Our new Teen Autism Ambassadors’ main mission is to help out at all of our programs for teens and tweens on the spectrum that we will be holding throughout the year. “Improve Your Social Life: Social Skills and Having Fun for Tweens & Teens Living with Autism and Other Developmental Disabilities” is a series of programs at our library funded by the Autism Welcome Here grant. Recently, we held a training workshop for our newest ambassadors to learn about disability.
The workshop was led by Lisa Currao, who is also our program facilitator for our series of Social Skills programs. Lisa is a Special Education teacher who is also a parent of a teen on the spectrum. Here are some highlights from her presentation. Feel free to use our notes to train your own Teen Autism Ambassadors.
- Developmental disability is different from cognitive disability. People with a developmental disability learn at a slower rate than others. A person with cognitive disability needs time to process what is being asked of them.
- We should be aware of sensory issues that some people may have. Some folks will be sensitive to florescent light, for example, or become overwhelmed easily by noise or other outside factors.
- Sometimes, people with Autism Spectrum Disorder (ASD) will compensate for the sensory overload by engaging in stimming, short for self-stimulation. Stimming is a repetitive action like tapping that is used to self soothe.
- Lisa stressed the importance of using person first language. For example, saying “person with autism” rather than “autistic person.”
- Don’t force eye contact.
- Encourage them to join in the activities without forcing them.
- Specificity is key to encouraging appropriate behavior. For example, say “hands down” instead of “don’t hit” because they might only hear the word “hit.”
- Touch only to help them learn what they need to do or point them in the right direction.

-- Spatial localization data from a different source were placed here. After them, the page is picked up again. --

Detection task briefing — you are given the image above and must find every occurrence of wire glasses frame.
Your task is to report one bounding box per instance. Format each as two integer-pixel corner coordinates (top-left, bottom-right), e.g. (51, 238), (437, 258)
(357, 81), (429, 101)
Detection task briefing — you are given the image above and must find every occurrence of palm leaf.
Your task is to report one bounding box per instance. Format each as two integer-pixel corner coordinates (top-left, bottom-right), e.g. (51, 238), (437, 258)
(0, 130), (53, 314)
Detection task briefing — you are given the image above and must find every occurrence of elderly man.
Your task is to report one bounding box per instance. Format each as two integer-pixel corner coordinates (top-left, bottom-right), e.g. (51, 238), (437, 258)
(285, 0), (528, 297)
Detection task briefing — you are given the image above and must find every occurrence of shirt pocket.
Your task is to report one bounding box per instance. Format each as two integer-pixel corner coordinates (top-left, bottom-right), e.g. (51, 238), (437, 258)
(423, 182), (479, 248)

- Most importantly, have patience relax, speak softly, and help them see that you are having fun so as to encourage them to join in. Treat them like one of your friends.
The workshop was really informative! After her lecture, Lisa encouraged the audience members to come up to the front of the room and demonstrate some activities that might help us understand what it’s like to have a disability. Here is a sample of the activities:
- To understand what nonverbal people endure, have prewritten cards ready with a phrase such as “I want a Coke” or “I missed the bus.” Have one person act out the phrase while the audience tries to guess what they are trying to communicate.
- Experiment with the Stroop Effect to experience processing difficulties. Click here to learn more and print out mini cards or use an online version of the test.
- Have a participant stand on an uneven board that requires effort to stand on. Have them read aloud from a book while concentrating on keeping their balance.
I hope you find this helpful for your library volunteers!